Four patients required urgent hospitalization; three of these lost their grafts. In addition, 17 (52%) had infections, with nine (27%) requiring hospitalization. One patient lost her graft and died from complications related to donor-contracted hepatitis B. By comparison, 32 patients in the UCLA group (48.5%) had post-transplant infections, with only six (9%) requiring hospitalization.

The investigators noted that cytomegalovirus (CMV) infection was much more common among the tourists than the UCLA group (30% vs. 12%). “This may not be surprising because the majority of patients did not receive CMV prophylaxis until they returned to our center,” the researchers wrote.

After one year, the rate of acute rejection was 30% in the tourist group compared with only 12% of the UCLA-transplanted patients, according to a report in the Clinical Journal of the American Society of Nephrology (2008;3:1820-1828). One-year graft survival was 89% in the tourist group and 98% for the UCLA-transplanted group, but the difference was not statistically significant. Patient survival at one year was 100% in both groups.

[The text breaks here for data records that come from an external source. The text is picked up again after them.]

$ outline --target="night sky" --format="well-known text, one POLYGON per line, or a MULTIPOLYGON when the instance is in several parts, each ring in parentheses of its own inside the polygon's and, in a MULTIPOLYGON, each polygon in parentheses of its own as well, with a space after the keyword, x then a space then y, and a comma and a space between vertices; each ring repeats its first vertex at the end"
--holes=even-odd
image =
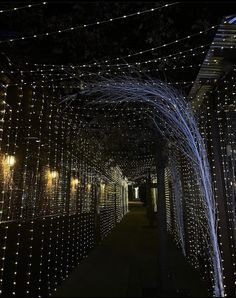
MULTIPOLYGON (((0 39, 9 39, 33 34, 57 31, 80 24, 89 24, 143 11, 173 2, 79 2, 53 1, 44 6, 5 13, 0 18, 0 39)), ((1 9, 24 6, 26 2, 5 2, 1 9)), ((0 45, 1 51, 16 64, 25 62, 48 64, 83 64, 133 54, 138 51, 172 42, 200 30, 217 25, 225 15, 236 13, 235 1, 199 2, 186 1, 176 5, 117 20, 112 23, 91 26, 85 29, 65 32, 49 37, 17 41, 0 45)), ((191 47, 211 43, 216 29, 167 48, 161 48, 144 55, 134 56, 127 62, 141 62, 183 51, 191 47)), ((158 66, 197 65, 204 55, 195 58, 166 61, 158 66)), ((149 65, 155 68, 157 65, 149 65)), ((186 71, 153 72, 153 76, 168 77, 171 80, 194 80, 199 68, 186 71)), ((94 70, 96 72, 96 70, 94 70)))

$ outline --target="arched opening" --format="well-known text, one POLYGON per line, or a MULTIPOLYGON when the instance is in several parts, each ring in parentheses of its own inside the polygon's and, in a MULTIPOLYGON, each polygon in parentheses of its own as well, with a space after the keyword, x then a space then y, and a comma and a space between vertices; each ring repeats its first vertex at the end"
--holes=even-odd
MULTIPOLYGON (((115 115, 117 115, 120 106, 125 106, 125 108, 128 108, 129 105, 138 106, 141 109, 134 113, 135 117, 144 115, 149 125, 153 126, 154 130, 158 132, 158 137, 164 140, 165 146, 162 148, 162 151, 165 151, 169 165, 170 181, 173 190, 172 199, 176 212, 177 237, 184 255, 186 255, 184 220, 187 219, 183 215, 184 198, 178 159, 182 158, 184 162, 188 163, 197 185, 197 191, 199 192, 198 204, 201 208, 193 208, 192 215, 200 222, 200 231, 198 232, 201 234, 200 237, 203 241, 203 250, 211 264, 214 295, 217 297, 224 296, 222 264, 217 238, 216 206, 206 145, 199 132, 194 113, 190 105, 184 100, 183 95, 160 81, 138 81, 128 77, 99 81, 86 87, 82 94, 88 98, 93 98, 91 101, 87 99, 87 108, 90 107, 94 111, 95 109, 99 110, 98 106, 101 106, 106 111, 105 119, 106 117, 111 117, 109 111, 114 111, 114 109, 116 110, 115 115)), ((92 123, 97 120, 96 117, 90 119, 92 123)), ((104 131, 102 133, 104 134, 104 131)), ((117 132, 115 132, 114 136, 117 138, 117 132)), ((157 134, 155 134, 155 137, 157 137, 157 134)), ((159 150, 159 155, 161 155, 160 152, 159 150)), ((163 159, 164 156, 161 156, 161 159, 159 156, 161 162, 160 165, 157 162, 157 166, 164 169, 163 165, 161 165, 163 159)), ((150 165, 147 170, 150 171, 150 165)), ((160 171, 160 169, 157 171, 160 171)), ((147 175, 147 172, 138 174, 147 175)), ((159 179, 161 180, 162 178, 159 179)), ((161 198, 161 200, 163 199, 161 198)), ((159 208, 165 204, 164 202, 159 202, 159 208)), ((160 217, 161 214, 163 212, 160 211, 160 217)), ((162 216, 161 220, 166 221, 166 218, 162 216)))

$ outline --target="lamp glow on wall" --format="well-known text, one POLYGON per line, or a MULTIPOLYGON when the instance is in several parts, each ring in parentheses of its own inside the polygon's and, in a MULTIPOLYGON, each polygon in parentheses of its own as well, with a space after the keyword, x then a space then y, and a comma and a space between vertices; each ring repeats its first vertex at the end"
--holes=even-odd
POLYGON ((91 191, 91 187, 92 187, 91 183, 88 183, 88 184, 87 184, 87 192, 88 192, 88 193, 90 193, 90 191, 91 191))
POLYGON ((72 178, 71 180, 71 190, 72 192, 76 191, 76 187, 79 185, 79 179, 78 178, 72 178))
POLYGON ((106 184, 101 182, 100 186, 102 193, 104 193, 106 184))
POLYGON ((16 163, 16 158, 13 155, 5 155, 2 160, 2 170, 5 182, 9 182, 11 171, 16 163))
POLYGON ((100 189, 101 189, 101 193, 100 193, 100 208, 103 208, 103 206, 104 206, 105 188, 106 188, 106 184, 103 181, 101 181, 101 183, 100 183, 100 189))
POLYGON ((53 183, 57 181, 57 178, 59 176, 59 173, 55 170, 48 170, 47 172, 47 186, 48 188, 51 188, 53 183))
POLYGON ((139 197, 139 187, 135 187, 134 188, 134 197, 135 197, 135 199, 137 200, 138 199, 138 197, 139 197))
POLYGON ((56 179, 58 177, 58 172, 57 171, 51 171, 50 175, 51 175, 52 179, 56 179))
POLYGON ((9 168, 12 168, 16 163, 16 158, 13 155, 7 155, 5 160, 9 168))

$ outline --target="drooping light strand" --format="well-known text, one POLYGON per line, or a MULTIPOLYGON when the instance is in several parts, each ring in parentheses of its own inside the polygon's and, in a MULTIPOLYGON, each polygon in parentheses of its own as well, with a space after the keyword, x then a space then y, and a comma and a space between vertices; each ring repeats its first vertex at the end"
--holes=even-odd
POLYGON ((138 56, 138 55, 143 55, 143 54, 146 54, 146 53, 149 53, 149 52, 153 52, 153 51, 156 51, 156 50, 159 50, 161 48, 166 48, 170 45, 173 45, 173 44, 177 44, 183 40, 187 40, 187 39, 190 39, 192 37, 195 37, 195 36, 199 36, 199 35, 202 35, 202 34, 206 34, 207 32, 217 28, 218 25, 214 25, 214 26, 211 26, 209 29, 206 29, 204 31, 199 31, 197 33, 194 33, 194 34, 191 34, 191 35, 187 35, 185 37, 182 37, 182 38, 179 38, 179 39, 176 39, 174 41, 171 41, 169 43, 166 43, 166 44, 162 44, 158 47, 154 47, 154 48, 151 48, 151 49, 147 49, 147 50, 143 50, 143 51, 139 51, 139 52, 136 52, 134 54, 129 54, 129 55, 126 55, 126 56, 122 56, 122 57, 117 57, 117 58, 113 58, 113 59, 110 59, 110 60, 105 60, 103 62, 100 62, 100 63, 107 63, 107 62, 110 62, 110 61, 119 61, 119 60, 124 60, 124 59, 127 59, 127 58, 131 58, 131 57, 134 57, 134 56, 138 56))
MULTIPOLYGON (((48 81, 45 81, 44 83, 53 83, 55 80, 48 80, 48 81)), ((61 81, 61 80, 59 80, 61 81)), ((38 86, 43 86, 45 89, 78 89, 80 90, 81 89, 81 84, 74 84, 74 85, 49 85, 49 84, 42 84, 40 82, 38 82, 38 84, 36 84, 37 82, 27 82, 27 83, 13 83, 13 84, 9 84, 8 86, 32 86, 32 87, 38 87, 38 86)), ((160 85, 191 85, 191 84, 194 84, 194 81, 182 81, 182 82, 166 82, 166 83, 162 83, 160 82, 160 85)), ((153 85, 155 86, 156 83, 153 83, 153 85)), ((88 85, 84 84, 83 85, 83 88, 86 88, 88 85)))
POLYGON ((84 25, 78 25, 78 26, 74 26, 74 27, 60 29, 60 30, 57 30, 57 31, 40 33, 40 34, 34 34, 34 35, 29 35, 29 36, 26 35, 26 36, 17 37, 17 38, 11 38, 11 39, 6 39, 6 40, 1 40, 0 43, 9 43, 9 42, 12 43, 12 42, 20 41, 20 40, 29 40, 29 39, 35 39, 35 38, 38 38, 38 37, 52 36, 52 35, 61 34, 61 33, 64 33, 64 32, 70 32, 70 31, 74 31, 74 30, 79 30, 79 29, 84 29, 84 28, 88 28, 88 27, 92 27, 92 26, 101 25, 101 24, 111 23, 113 21, 117 21, 117 20, 121 20, 121 19, 127 19, 129 17, 133 17, 133 16, 145 14, 145 13, 154 12, 154 11, 160 10, 162 8, 165 8, 165 7, 176 5, 178 3, 179 2, 169 3, 169 4, 165 4, 165 5, 161 6, 161 7, 155 7, 155 8, 147 9, 145 11, 138 11, 136 13, 132 13, 132 14, 128 14, 128 15, 123 15, 121 17, 110 18, 110 19, 104 20, 104 21, 96 21, 96 22, 93 22, 93 23, 84 24, 84 25))
POLYGON ((28 5, 20 6, 20 7, 13 7, 13 8, 10 8, 10 9, 1 9, 0 14, 7 13, 7 12, 19 11, 19 10, 27 9, 27 8, 33 8, 33 7, 36 7, 36 6, 42 6, 42 5, 46 5, 46 4, 47 4, 47 2, 42 2, 42 3, 28 4, 28 5))
MULTIPOLYGON (((140 61, 140 62, 130 62, 130 63, 116 63, 116 64, 108 64, 108 62, 113 61, 112 60, 106 60, 106 62, 104 61, 100 61, 100 62, 94 62, 94 63, 90 63, 90 64, 81 64, 81 65, 70 65, 70 64, 38 64, 38 63, 33 63, 30 64, 28 62, 26 62, 25 64, 27 66, 40 66, 40 67, 48 67, 51 70, 56 68, 56 69, 66 69, 66 68, 71 68, 71 69, 75 69, 75 68, 92 68, 92 67, 111 67, 111 66, 124 66, 124 65, 142 65, 142 64, 147 64, 147 63, 152 63, 152 62, 158 62, 158 61, 162 61, 163 59, 166 58, 173 58, 174 60, 177 59, 178 56, 181 56, 183 58, 188 57, 187 55, 183 55, 185 53, 190 52, 189 56, 196 56, 196 55, 200 55, 200 54, 204 54, 206 53, 206 51, 201 51, 200 53, 192 53, 194 50, 198 50, 198 49, 203 49, 204 47, 209 46, 210 44, 204 44, 204 45, 200 45, 198 47, 195 48, 190 48, 188 50, 185 51, 178 51, 169 55, 164 55, 164 56, 160 56, 157 57, 155 59, 152 60, 146 60, 146 61, 140 61)), ((149 49, 150 51, 154 51, 149 49)), ((211 49, 211 51, 214 51, 214 49, 211 49)), ((180 57, 180 58, 181 58, 180 57)), ((115 60, 118 58, 115 58, 115 60)))
MULTIPOLYGON (((207 51, 201 51, 199 53, 192 53, 190 55, 182 55, 179 58, 186 58, 189 56, 198 56, 198 55, 203 55, 205 54, 207 51)), ((101 71, 106 71, 106 68, 110 68, 110 69, 122 69, 122 68, 132 68, 135 66, 141 66, 141 65, 146 65, 149 63, 157 63, 160 60, 164 60, 163 62, 167 62, 167 58, 170 57, 172 58, 172 55, 169 56, 163 56, 160 58, 156 58, 153 60, 147 60, 147 61, 142 61, 142 62, 135 62, 135 63, 118 63, 118 64, 106 64, 106 65, 102 65, 102 70, 101 71)), ((173 60, 176 60, 177 56, 173 56, 173 60)), ((59 72, 65 72, 67 71, 68 73, 77 73, 78 68, 80 68, 80 66, 77 65, 48 65, 49 68, 46 68, 47 65, 39 65, 36 64, 33 65, 33 67, 36 67, 36 69, 30 69, 30 70, 10 70, 10 71, 5 71, 5 70, 0 70, 1 74, 15 74, 15 73, 22 73, 22 74, 43 74, 43 73, 57 73, 57 75, 59 76, 59 72), (42 67, 42 68, 41 68, 42 67)), ((97 67, 99 67, 101 65, 97 65, 97 67)), ((174 66, 176 67, 176 65, 174 66)), ((91 68, 91 67, 88 67, 91 68)), ((83 70, 82 74, 86 73, 86 70, 83 70)), ((96 73, 96 72, 94 72, 96 73)))
POLYGON ((177 58, 186 58, 186 57, 191 57, 191 56, 194 57, 194 56, 197 56, 197 55, 205 54, 207 52, 206 50, 203 50, 201 52, 194 53, 193 52, 194 50, 203 49, 204 47, 207 47, 209 45, 210 44, 205 44, 205 45, 201 45, 199 47, 191 48, 191 49, 186 50, 186 51, 180 51, 180 52, 169 54, 169 55, 166 55, 166 56, 157 57, 157 58, 151 59, 151 60, 146 60, 146 61, 141 61, 141 62, 134 62, 134 63, 130 63, 129 65, 132 65, 132 64, 142 65, 142 64, 148 64, 148 63, 155 63, 155 62, 159 62, 159 61, 162 61, 162 60, 164 60, 164 62, 165 62, 166 61, 165 59, 167 59, 167 58, 172 58, 172 59, 176 60, 177 58), (188 52, 190 52, 190 54, 185 55, 185 53, 188 53, 188 52))
MULTIPOLYGON (((151 69, 139 69, 136 67, 128 67, 128 68, 120 68, 118 67, 117 69, 107 69, 104 71, 98 71, 98 72, 79 72, 77 73, 76 71, 62 71, 61 73, 55 73, 55 72, 51 72, 48 70, 39 70, 38 72, 31 72, 30 74, 32 75, 32 78, 35 80, 35 83, 38 82, 56 82, 56 81, 66 81, 66 80, 78 80, 78 78, 82 78, 82 77, 99 77, 100 75, 110 75, 110 74, 132 74, 132 73, 150 73, 150 72, 156 72, 156 73, 160 73, 160 72, 165 72, 165 71, 188 71, 191 69, 199 69, 199 67, 201 66, 201 64, 193 64, 193 65, 182 65, 182 66, 176 66, 173 65, 172 67, 162 67, 162 68, 151 68, 151 69), (42 80, 40 80, 40 78, 43 78, 42 80), (47 80, 49 79, 49 80, 47 80), (37 80, 37 81, 36 81, 37 80)), ((4 72, 2 72, 4 73, 4 72)), ((23 74, 23 72, 21 72, 23 74)), ((26 73, 26 72, 25 72, 26 73)), ((28 74, 28 73, 27 73, 28 74)))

Dr. Gill’s group noted that the higher incidence of infectious complications may reflect issues related to tourism. These include maintaining and monitoring immunosuppression during the transition of care abroad to facilities in the United States; the lack of preventive care for infections in the period immediately following transplantation; varying infectious disease characteristics of different countries; and unclear means of donor selection.

“Transplant tourism is a risky option for patients who are awaiting kidney transplantation, and its implications on public health warrant further evaluation,” the authors concluded.